We have two momma’s ewe’s that are huge, bagged up and ready to go in lock down in the big barn to control where they lamb at.. we have three ewe’s with lambs on side up in the Croft Jug pens, closer to the house for ease of checking.
This has greatly increased my chore time but its so worth it. The first set of twins was as even as can be and at two weeks are rocking it!
The second set of twins are now thriving and moved into the shared jug with the lambs and their mother above. They are a strong set of twin ram lambs and while there is a difference in size, they are both doing very well. No longer needing coats or heat lamp.
The third set of twins are also rams and there is quite the difference in size between them as well, both are white with horn buds, the big male (R1) is doing great, They are now coming on 72 hours old and he is hitting all his marks, the odds of him growing up now are excellent.
However his smaller second born brother (R2) can not have the same said about him.
He was and is “JUST” making his milestones.. I made sure he got in and got his first milk, I checked all the normal things and they were all good.. but he was off.. Look at the picture above, you can see it in his face, see the pain wrinkles, the way his mouth pulls up.. (if he was a horse and you saw this, you would start checking to see what was not working right be it tack or body wise)
You can see the difference on his twin’s face. so much more relaxed and correct!
Now being born is hard work so I took the first 12 to 24 hours slow.. but on the morning of day 2, I took my stool, got the babies up from a sleep and watched.. and watched until they were ready to go back down again.. At that point R2 was caught and given a much closer physical check as I had narrowed down what appeared to be the issue or at least sort of.
His latch is off because his mouth is not lining up properly, its not a overbite or underbite, its more a wry mouth going just a touch sideways.. I can’t feel a deform to the bone (this is a very good thing) so I am truly hoping it is a pulled tendon that happened during birth and that with careful stretching and movement by me, that I can help him length it out and get more movement.
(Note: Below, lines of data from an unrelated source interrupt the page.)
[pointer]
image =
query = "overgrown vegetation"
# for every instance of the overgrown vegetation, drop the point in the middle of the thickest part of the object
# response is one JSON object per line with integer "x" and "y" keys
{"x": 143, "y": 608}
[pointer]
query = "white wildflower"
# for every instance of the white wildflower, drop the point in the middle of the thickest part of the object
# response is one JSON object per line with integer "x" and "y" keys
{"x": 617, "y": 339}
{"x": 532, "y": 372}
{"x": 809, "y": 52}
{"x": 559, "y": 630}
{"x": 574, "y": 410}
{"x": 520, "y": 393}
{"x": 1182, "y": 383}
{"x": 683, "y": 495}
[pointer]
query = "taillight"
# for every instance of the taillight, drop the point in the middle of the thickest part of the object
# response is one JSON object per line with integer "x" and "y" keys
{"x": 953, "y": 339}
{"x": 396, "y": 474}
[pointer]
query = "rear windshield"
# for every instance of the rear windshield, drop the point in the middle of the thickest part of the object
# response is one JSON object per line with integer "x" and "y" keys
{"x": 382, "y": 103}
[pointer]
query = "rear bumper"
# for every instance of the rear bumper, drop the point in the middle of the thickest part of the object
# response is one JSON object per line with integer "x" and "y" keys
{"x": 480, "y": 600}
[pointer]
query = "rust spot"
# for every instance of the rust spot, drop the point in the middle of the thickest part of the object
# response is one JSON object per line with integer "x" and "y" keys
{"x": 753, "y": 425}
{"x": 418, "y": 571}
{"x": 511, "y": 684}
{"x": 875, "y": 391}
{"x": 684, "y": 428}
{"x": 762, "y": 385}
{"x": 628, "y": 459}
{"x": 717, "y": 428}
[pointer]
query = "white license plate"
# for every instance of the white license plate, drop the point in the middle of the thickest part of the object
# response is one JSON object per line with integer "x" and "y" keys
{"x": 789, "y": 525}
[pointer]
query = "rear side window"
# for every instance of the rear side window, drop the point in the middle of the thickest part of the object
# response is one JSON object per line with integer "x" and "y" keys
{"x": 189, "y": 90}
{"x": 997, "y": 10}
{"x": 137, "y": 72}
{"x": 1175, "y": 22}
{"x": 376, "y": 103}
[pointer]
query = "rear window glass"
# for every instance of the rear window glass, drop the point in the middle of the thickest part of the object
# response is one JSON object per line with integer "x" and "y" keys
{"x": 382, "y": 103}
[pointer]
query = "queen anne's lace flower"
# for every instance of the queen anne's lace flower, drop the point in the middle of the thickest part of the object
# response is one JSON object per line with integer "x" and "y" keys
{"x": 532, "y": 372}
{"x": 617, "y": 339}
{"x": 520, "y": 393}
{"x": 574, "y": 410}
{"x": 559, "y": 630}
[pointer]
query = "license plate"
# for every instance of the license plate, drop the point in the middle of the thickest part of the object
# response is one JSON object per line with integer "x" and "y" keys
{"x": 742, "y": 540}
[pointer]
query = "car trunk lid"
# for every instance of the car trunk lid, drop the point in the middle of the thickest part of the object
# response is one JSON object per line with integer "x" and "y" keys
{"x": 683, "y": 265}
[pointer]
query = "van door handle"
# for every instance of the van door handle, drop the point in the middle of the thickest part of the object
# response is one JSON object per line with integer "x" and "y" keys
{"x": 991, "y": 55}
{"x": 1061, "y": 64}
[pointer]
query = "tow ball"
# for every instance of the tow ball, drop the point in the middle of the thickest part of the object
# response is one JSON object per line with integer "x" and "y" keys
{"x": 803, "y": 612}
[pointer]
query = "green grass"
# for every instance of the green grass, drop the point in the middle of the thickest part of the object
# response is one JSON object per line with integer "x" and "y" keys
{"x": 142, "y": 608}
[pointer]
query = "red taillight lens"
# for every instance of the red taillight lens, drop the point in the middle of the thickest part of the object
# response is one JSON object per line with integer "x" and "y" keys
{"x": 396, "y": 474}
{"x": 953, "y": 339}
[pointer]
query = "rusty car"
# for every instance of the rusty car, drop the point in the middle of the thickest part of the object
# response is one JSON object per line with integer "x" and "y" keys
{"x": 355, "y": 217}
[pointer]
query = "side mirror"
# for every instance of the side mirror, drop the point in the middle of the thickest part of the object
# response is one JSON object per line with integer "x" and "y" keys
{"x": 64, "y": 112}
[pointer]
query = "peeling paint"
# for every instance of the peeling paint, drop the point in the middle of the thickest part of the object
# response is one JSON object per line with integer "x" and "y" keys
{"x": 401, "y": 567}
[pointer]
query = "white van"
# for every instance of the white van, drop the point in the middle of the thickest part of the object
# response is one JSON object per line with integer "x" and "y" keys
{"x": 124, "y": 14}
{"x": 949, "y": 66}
I will have to watch this carefully not just for the latch but also for how his teeth line up for chewing..
A lamb that can not successful match his teeth to chew is not a lamb that is going to thrive.. We will see what can be done and time will tell.. There is always a curve ball that each birth and season brings to you!
I will keep you posted, even if that means needing to tell you that in the end he needed to be humanely put down or if I have indeed been able to help him.. only time will give me that answer.